I'm guessing that because this is encrypting the files to be stored, this means that you cannot view the files via Git forge web UIs, cannot merge conflicting encrypted files, etc. Is that right?
Only someone who has the keys can display the cleartext. I don't think any forge has support for that and it don't see the use case for first encrypting and then giving the key to the forge.
I store only secrets in encrypted form, so I never had to merge anything. But I'd assume merging should be unaffected because it happens in the work area, i.e. in decrypted form. That it's a different storage format in the repo should not matter.
> don’t see the use case for first encrypting and then giving the key to the forge
You might only want to keep the files secret from the broader internet, rather than a (trusted) forge, which can make the unencrypted secrets available via an UI for eg. authenticated maintainers.
These cases would benefit from being able to see the secrets transparently in the UI when logged in.
Also, forges having access to e.g. deployment secrets is not that uncommon (e.g. GitHub with deployments via GitHub actions).
You're describing a private repo. GitHub/GitLab/... have that.
We started using git-crypt hurriedly and out of necessity/paranoia from the time we heard that our GitLab instance could've been compromised due to a "anyone can be admin" class exploit that had just been disclosed. This must've been a fair few years ago.
Don't trust private repos to be private!
Not exactly. A private repo is entirely private. You might have an open source project which has some deployment secrets etc that you want to check in to git. All the code and config is perfectly safe to expose to the internet, but you want to hide a specific file.

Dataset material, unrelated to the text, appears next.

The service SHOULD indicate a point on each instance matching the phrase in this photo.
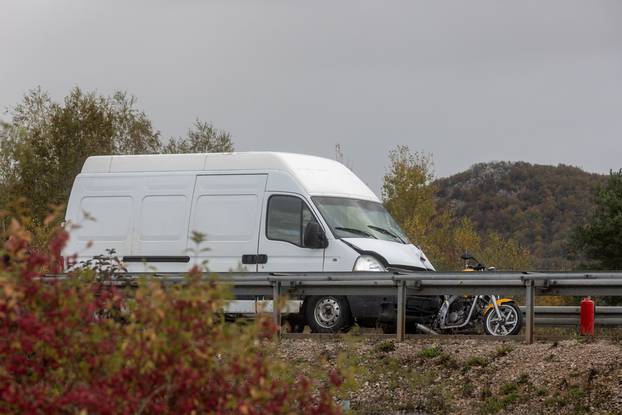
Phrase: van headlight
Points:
(368, 263)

I think this pattern was common for things like Ansible and Terraform configs and dotfiles.
So a private submodule?
My point is, don't use an end-to-end encryption scheme if you want more than the ends decrypting it.
I believe git-secret[0] does what you describe. The author of Lunar[1] uses it to hide the private elements in a public repo.
That's right. This is the entire point of an end-to-end encryption scheme, of you are ok with the forge having the key then you have regular private repos.
It’s pretty transparent when used with local tooling that uses the git cli under the hood (i.e. editor integrations).
Web UIs get a bunch of blobs of course, by design.